4 thoughts on “A Brief History: A view of sexual ethics today

  1. Sincerely one of your best pieces, not just for the abundance of explicit content either. Lengthy at times, but great juxtaposition of various women and their actions v. ethics. You did more factual storytelling than diving into your own opinion of ethics. I’d suggest truncating the details a bit for a further examination of how these women claim one set of morals and act in direct opposition. The self-proclaimed religious virgins really want you to push them sexually, and the sexually adventurous ones want you to view them as sweet and innocent. That’s just my opinion of the piece, though. It may be harder to flesh out that way without coming across as bitter, chauvinistic, or condescending – none of which are you.

  2. How is it that sex is a constant source of material for you? Not that I think it’s bad. In fact, I think it’s when you’re at your best, but I do have to ask, why?

  3. Whew! I’m now officially caught up until Monday! I’ve read and replied in detail to over ten since last night.

    I’d agree that it’s very good too, among the best. Less intellectual and spiritual, more sensual and emotional. That’s not WHY it’s better. At some point while I was reading it I wanted to use the word “organic” to describe how it felt different. I’m not sure if I can explain that well.
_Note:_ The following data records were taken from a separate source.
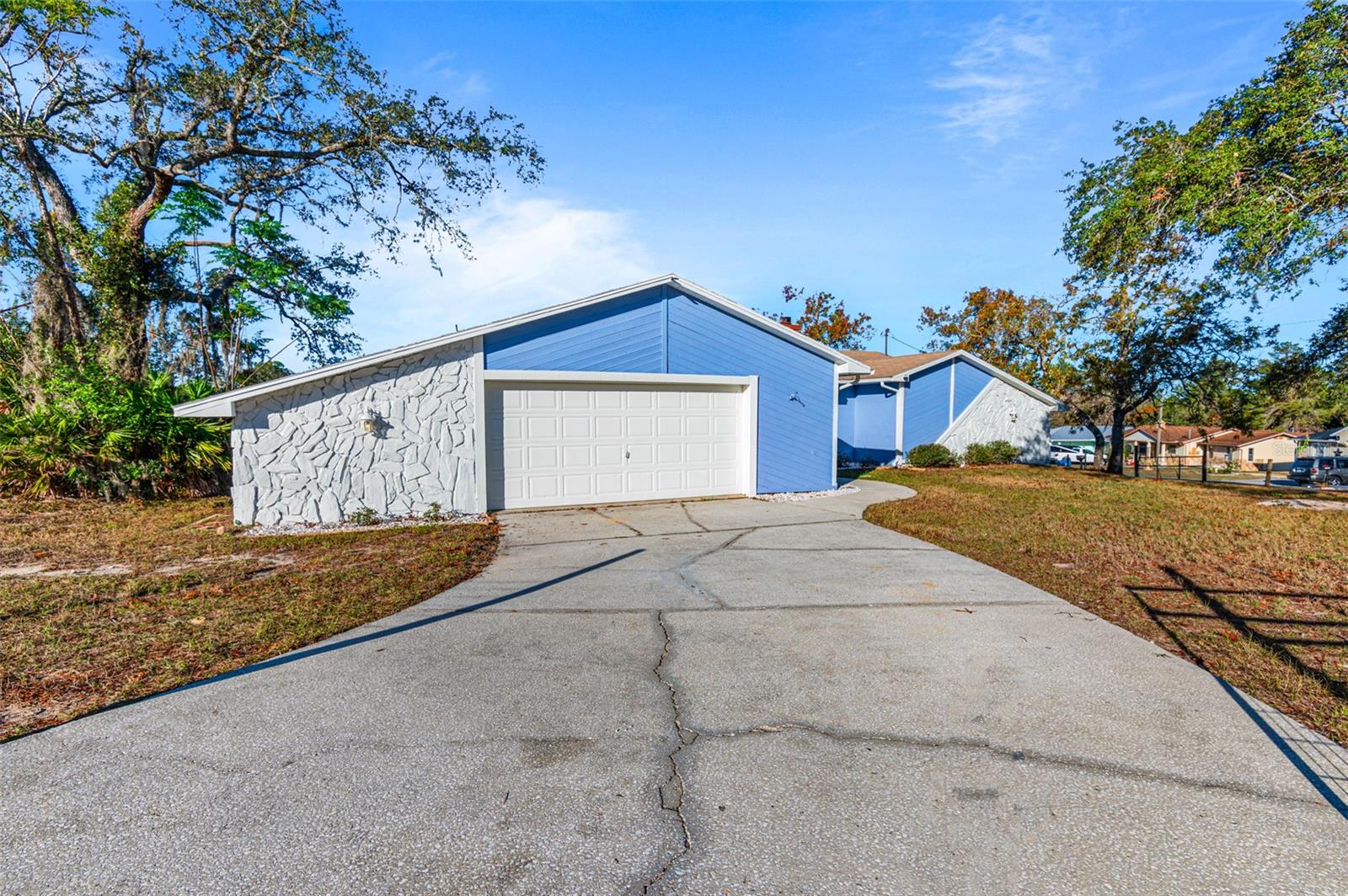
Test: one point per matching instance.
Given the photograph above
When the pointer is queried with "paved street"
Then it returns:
(705, 697)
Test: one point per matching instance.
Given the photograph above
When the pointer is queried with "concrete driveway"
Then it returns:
(707, 697)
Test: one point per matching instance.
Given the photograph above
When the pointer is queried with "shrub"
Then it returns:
(987, 453)
(94, 433)
(932, 456)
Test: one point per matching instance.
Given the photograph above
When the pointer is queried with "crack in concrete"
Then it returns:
(727, 529)
(1019, 755)
(682, 570)
(671, 792)
(761, 608)
(840, 549)
(613, 519)
(687, 515)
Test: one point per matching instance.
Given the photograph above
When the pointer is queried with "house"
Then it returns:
(658, 390)
(948, 397)
(1179, 444)
(1251, 451)
(1078, 435)
(1325, 442)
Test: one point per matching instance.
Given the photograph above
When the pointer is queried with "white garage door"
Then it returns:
(553, 445)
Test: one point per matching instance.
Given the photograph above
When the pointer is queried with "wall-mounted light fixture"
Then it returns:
(370, 419)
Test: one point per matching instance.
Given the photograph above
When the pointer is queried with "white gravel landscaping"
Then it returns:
(786, 498)
(390, 523)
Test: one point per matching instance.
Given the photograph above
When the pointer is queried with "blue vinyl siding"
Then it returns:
(795, 435)
(927, 406)
(623, 336)
(968, 383)
(866, 424)
(665, 332)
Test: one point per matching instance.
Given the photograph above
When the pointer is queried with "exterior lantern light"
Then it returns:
(370, 419)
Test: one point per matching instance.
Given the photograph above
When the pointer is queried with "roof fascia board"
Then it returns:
(222, 404)
(735, 309)
(979, 363)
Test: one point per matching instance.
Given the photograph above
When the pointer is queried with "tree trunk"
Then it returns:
(1116, 441)
(123, 336)
(58, 321)
(60, 317)
(123, 340)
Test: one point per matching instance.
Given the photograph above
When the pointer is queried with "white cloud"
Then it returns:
(527, 253)
(441, 67)
(1010, 69)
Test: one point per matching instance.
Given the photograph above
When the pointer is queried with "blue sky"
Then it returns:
(896, 155)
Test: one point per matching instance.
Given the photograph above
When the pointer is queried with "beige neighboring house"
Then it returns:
(1177, 444)
(1251, 451)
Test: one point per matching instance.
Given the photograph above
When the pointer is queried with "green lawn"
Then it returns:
(1257, 595)
(168, 593)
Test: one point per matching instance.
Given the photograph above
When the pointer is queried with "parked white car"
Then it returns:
(1072, 455)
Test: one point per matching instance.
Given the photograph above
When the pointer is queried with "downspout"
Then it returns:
(898, 418)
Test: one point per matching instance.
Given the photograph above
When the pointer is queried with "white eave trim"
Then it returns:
(222, 404)
(618, 379)
(976, 361)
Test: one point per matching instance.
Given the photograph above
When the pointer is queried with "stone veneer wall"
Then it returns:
(303, 456)
(1002, 411)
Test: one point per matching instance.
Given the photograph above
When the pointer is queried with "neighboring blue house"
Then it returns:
(945, 397)
(660, 390)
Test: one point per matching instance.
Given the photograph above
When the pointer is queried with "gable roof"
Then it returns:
(901, 367)
(1078, 433)
(1172, 435)
(222, 403)
(1240, 440)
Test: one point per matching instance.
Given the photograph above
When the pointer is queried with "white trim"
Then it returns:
(222, 404)
(599, 376)
(949, 415)
(480, 422)
(836, 433)
(968, 408)
(898, 417)
(750, 408)
(976, 361)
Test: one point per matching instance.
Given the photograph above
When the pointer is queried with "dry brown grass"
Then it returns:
(197, 597)
(1257, 595)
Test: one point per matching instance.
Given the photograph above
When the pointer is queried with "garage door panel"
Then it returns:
(611, 442)
(577, 485)
(577, 428)
(541, 428)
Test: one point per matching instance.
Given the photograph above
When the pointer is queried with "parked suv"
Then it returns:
(1332, 471)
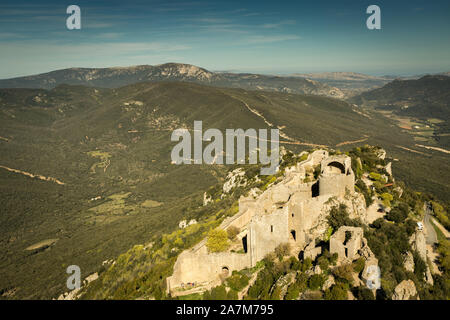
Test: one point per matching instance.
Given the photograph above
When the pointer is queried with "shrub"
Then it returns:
(316, 281)
(217, 240)
(344, 272)
(337, 292)
(358, 265)
(232, 232)
(363, 293)
(282, 250)
(387, 198)
(237, 281)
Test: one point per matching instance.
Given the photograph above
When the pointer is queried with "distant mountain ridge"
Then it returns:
(424, 98)
(121, 76)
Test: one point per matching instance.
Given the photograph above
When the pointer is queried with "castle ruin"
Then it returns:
(293, 211)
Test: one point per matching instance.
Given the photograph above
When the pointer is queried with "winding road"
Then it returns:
(431, 233)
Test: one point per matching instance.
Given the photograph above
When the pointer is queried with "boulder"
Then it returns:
(408, 261)
(405, 290)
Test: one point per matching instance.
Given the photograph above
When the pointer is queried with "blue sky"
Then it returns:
(275, 37)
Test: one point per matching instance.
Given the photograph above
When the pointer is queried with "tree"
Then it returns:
(316, 281)
(232, 232)
(387, 198)
(217, 240)
(337, 292)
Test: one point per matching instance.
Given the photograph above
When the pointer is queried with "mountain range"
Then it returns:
(117, 77)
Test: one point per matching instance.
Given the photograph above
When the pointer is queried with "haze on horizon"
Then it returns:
(259, 37)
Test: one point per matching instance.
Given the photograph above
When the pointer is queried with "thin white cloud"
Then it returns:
(270, 39)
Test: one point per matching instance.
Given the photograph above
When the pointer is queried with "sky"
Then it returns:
(270, 37)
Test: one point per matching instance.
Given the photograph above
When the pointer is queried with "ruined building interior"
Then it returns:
(292, 211)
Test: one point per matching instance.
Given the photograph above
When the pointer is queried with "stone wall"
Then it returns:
(287, 212)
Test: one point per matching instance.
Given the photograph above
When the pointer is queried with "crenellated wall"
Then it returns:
(287, 212)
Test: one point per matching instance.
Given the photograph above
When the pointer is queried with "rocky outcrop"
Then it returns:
(311, 251)
(405, 290)
(408, 261)
(418, 243)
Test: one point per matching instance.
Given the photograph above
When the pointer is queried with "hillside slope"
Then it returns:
(116, 77)
(111, 150)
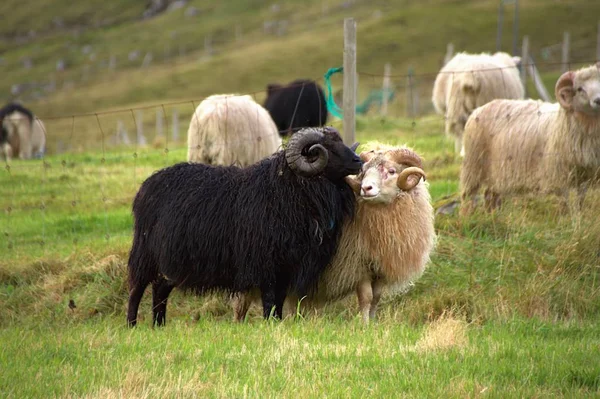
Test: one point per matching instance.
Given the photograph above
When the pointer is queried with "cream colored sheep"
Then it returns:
(527, 146)
(469, 81)
(24, 139)
(388, 243)
(230, 129)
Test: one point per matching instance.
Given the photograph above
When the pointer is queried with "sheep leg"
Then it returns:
(581, 192)
(467, 198)
(273, 298)
(135, 296)
(365, 298)
(160, 293)
(458, 146)
(377, 288)
(241, 302)
(492, 200)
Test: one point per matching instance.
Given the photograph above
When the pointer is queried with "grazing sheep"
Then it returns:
(386, 245)
(273, 225)
(228, 129)
(527, 146)
(295, 106)
(469, 81)
(21, 133)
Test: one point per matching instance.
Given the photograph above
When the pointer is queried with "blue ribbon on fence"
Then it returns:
(332, 107)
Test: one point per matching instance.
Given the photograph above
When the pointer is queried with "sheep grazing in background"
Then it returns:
(21, 133)
(295, 106)
(387, 244)
(527, 146)
(230, 129)
(273, 225)
(469, 81)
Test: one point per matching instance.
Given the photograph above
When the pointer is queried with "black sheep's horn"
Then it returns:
(306, 163)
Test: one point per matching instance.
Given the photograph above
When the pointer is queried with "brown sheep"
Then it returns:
(388, 243)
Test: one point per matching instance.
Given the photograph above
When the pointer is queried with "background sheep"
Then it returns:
(228, 129)
(273, 225)
(513, 146)
(295, 106)
(386, 245)
(469, 81)
(21, 133)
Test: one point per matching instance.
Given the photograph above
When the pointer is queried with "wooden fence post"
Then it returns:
(175, 125)
(159, 122)
(598, 44)
(524, 62)
(449, 53)
(139, 122)
(349, 80)
(565, 51)
(387, 71)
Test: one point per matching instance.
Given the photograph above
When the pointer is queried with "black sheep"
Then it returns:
(295, 106)
(7, 110)
(272, 225)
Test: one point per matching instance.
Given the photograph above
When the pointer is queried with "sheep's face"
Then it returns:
(388, 174)
(580, 91)
(343, 161)
(461, 103)
(379, 181)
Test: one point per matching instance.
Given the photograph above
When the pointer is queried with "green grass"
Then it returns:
(333, 357)
(509, 306)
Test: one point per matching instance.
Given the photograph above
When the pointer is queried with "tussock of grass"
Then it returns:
(444, 333)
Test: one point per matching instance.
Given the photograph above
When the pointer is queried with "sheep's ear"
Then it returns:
(366, 156)
(564, 91)
(470, 83)
(271, 87)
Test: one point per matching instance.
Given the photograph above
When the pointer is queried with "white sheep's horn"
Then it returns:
(403, 183)
(353, 183)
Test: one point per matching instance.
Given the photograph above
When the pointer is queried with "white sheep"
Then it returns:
(228, 129)
(22, 134)
(388, 243)
(469, 81)
(532, 146)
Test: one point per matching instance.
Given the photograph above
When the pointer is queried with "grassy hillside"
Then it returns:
(509, 305)
(404, 33)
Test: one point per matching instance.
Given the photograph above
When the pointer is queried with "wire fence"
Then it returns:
(82, 189)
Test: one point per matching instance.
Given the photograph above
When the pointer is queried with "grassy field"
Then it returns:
(509, 306)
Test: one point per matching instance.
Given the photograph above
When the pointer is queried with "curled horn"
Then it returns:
(366, 156)
(404, 184)
(316, 157)
(354, 184)
(406, 157)
(564, 90)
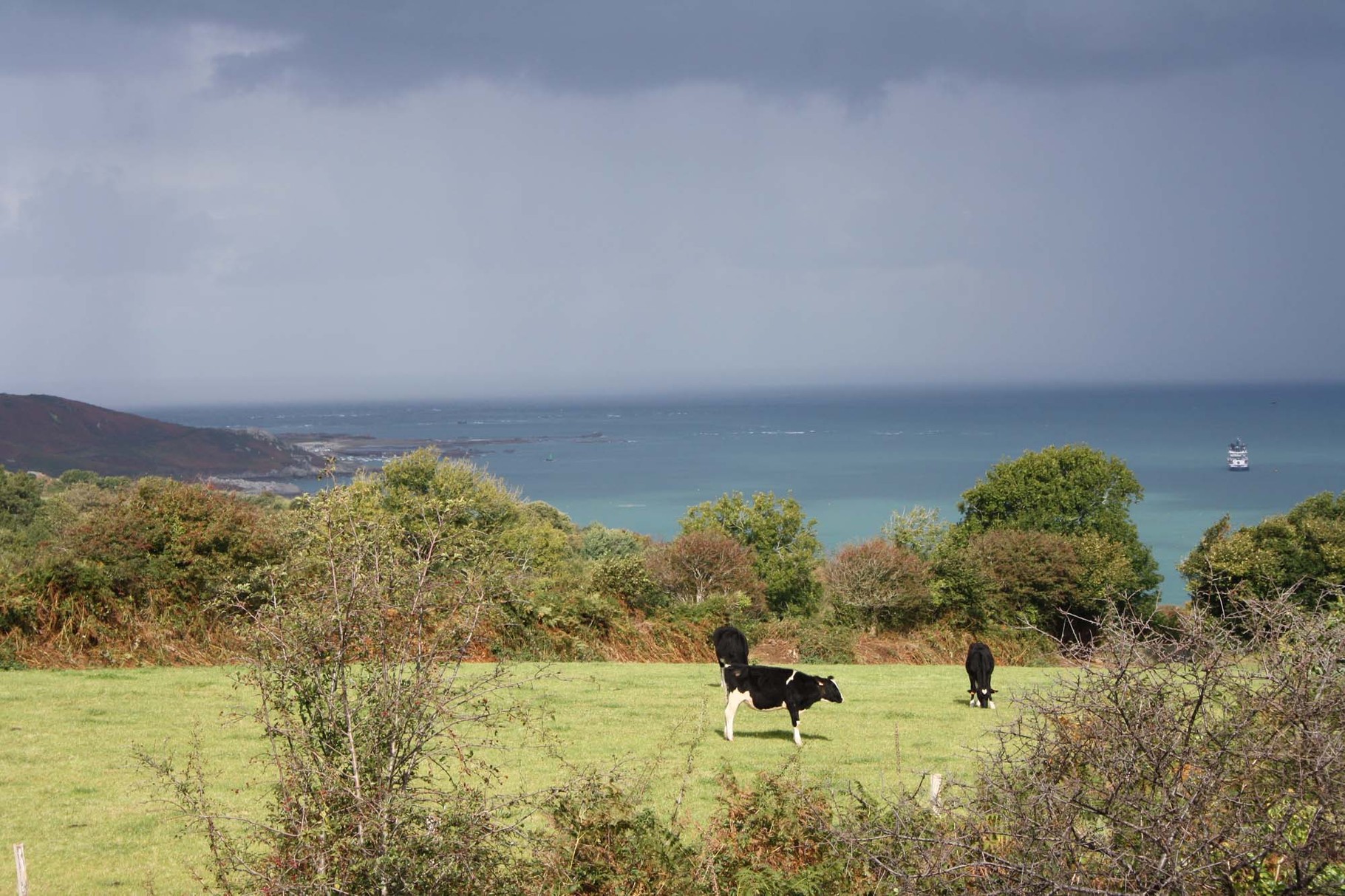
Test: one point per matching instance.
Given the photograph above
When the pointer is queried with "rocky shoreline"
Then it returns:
(344, 455)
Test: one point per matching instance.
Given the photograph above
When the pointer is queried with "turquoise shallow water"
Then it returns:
(851, 458)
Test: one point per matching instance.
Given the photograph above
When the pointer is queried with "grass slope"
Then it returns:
(73, 794)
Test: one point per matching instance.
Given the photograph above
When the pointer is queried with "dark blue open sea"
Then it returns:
(851, 458)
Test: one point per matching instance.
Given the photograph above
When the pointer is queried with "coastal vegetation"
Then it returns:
(118, 571)
(1194, 753)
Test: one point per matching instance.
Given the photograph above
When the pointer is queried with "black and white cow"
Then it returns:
(771, 688)
(731, 646)
(981, 665)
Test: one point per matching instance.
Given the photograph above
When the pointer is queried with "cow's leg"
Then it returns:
(731, 709)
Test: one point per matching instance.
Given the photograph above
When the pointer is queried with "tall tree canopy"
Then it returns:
(1302, 552)
(1072, 491)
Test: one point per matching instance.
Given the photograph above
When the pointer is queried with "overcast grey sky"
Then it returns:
(248, 199)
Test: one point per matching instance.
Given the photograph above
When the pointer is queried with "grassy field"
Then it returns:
(73, 794)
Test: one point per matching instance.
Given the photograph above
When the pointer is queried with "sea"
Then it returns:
(854, 456)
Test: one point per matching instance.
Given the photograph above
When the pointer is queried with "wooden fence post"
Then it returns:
(22, 869)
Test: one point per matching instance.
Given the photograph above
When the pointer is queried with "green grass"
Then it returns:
(73, 794)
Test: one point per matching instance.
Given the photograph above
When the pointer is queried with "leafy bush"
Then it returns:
(884, 583)
(698, 564)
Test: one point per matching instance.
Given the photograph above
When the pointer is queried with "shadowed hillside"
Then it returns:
(52, 435)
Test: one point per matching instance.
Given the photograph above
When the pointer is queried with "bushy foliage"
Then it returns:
(882, 581)
(1302, 552)
(919, 529)
(1177, 762)
(1072, 491)
(357, 654)
(21, 496)
(698, 564)
(600, 542)
(783, 541)
(168, 550)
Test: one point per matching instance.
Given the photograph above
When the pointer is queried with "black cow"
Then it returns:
(771, 688)
(981, 665)
(731, 646)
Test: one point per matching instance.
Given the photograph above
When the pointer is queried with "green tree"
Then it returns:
(1301, 553)
(919, 529)
(783, 541)
(882, 583)
(1068, 491)
(698, 564)
(374, 728)
(21, 496)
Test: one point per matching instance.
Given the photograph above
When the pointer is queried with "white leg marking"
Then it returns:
(736, 699)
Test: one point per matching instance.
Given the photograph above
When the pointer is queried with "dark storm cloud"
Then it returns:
(85, 225)
(854, 49)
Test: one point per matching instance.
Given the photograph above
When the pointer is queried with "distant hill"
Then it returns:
(50, 435)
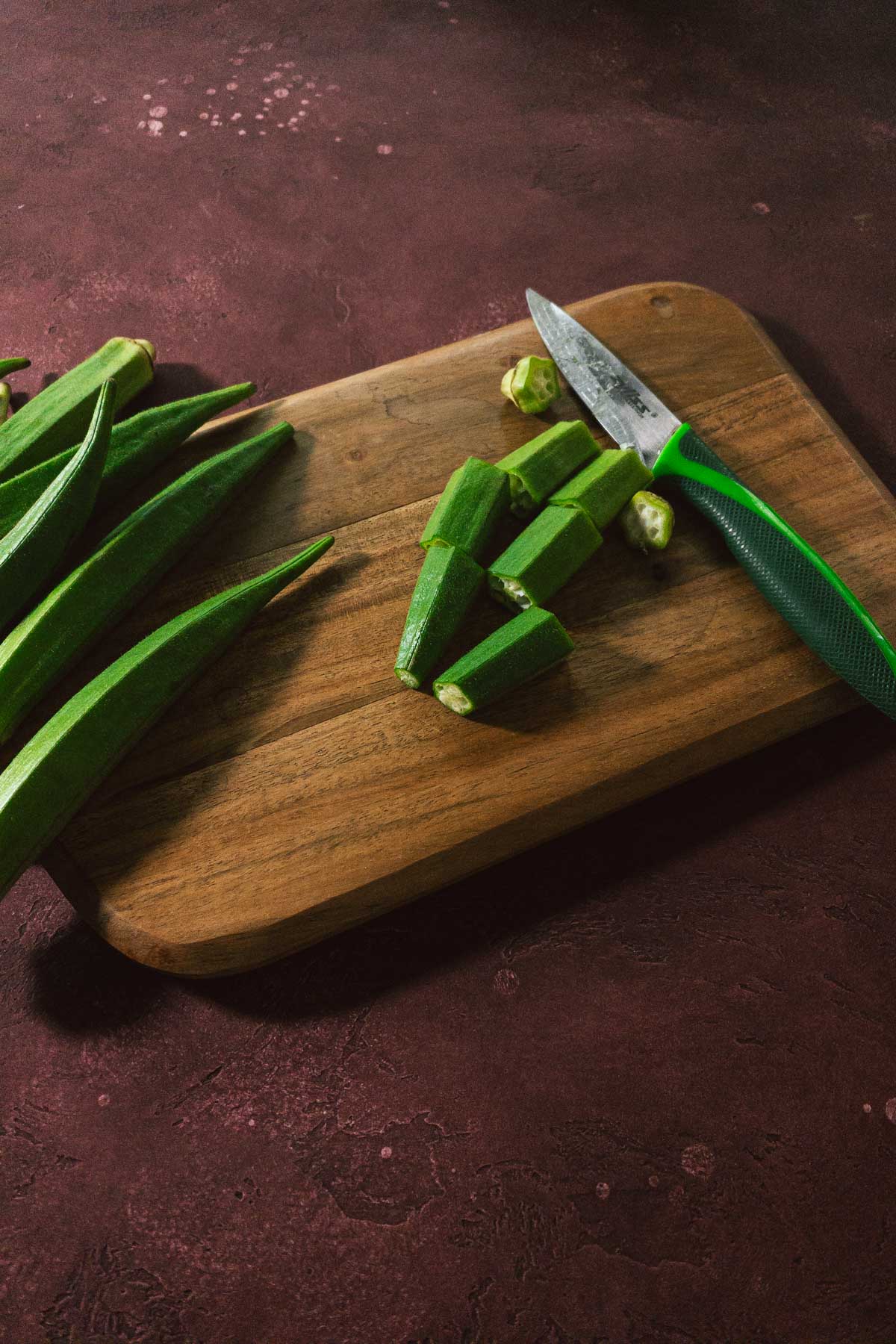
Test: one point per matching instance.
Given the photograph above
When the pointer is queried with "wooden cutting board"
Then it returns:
(299, 789)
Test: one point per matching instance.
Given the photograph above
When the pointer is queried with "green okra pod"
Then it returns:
(647, 522)
(122, 569)
(532, 385)
(448, 582)
(49, 780)
(544, 463)
(519, 651)
(13, 366)
(605, 485)
(543, 557)
(58, 416)
(137, 447)
(33, 549)
(470, 505)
It was more leisurely, less rapid fire complex concept and behavior theory.

    Sex is, of course, a good and tempting place to start, even for someone for whom sexual energy has become almost exclusively something to re-channel into writing and reading. Of course, the fact that I do that explains part of the benefit, as I’m certainly reading and writing here. 🙂 Slumbering parts of humanity wake when… plugs and outlets… start getting air time.

    The ability of feelings to drown out morality, rationality and the like plays here, just as it did in previous discussions of anger. I think that’s a good connection to make. I know the feeling all to well of sexual energy making everything it calls for seem like the most right thing in all the regal world.

    Some exploration of how that’s different for women is of real value to me. 🙂

    The whole “not fully adult and parents still have some control” aspect is a fun tangle to ravel at, too.

  4. I think you pegged sex with different women from different backgrounds perfectly. The vast difference between women of different faiths is amazing. Each woman brings a different set of values to the table, that we, as me, need to abide by and respect. The scary part is that sexualization is happening earlier and earlier every year that passes. I fear my daughter will know about sex before she even hits puberty., which is the way our society is headed. Not that sex is bad and should be shunned, but I don’t think sex should be embraced with open arms either.

    Enough ranting, well done piece, I’ve even got a chubby going.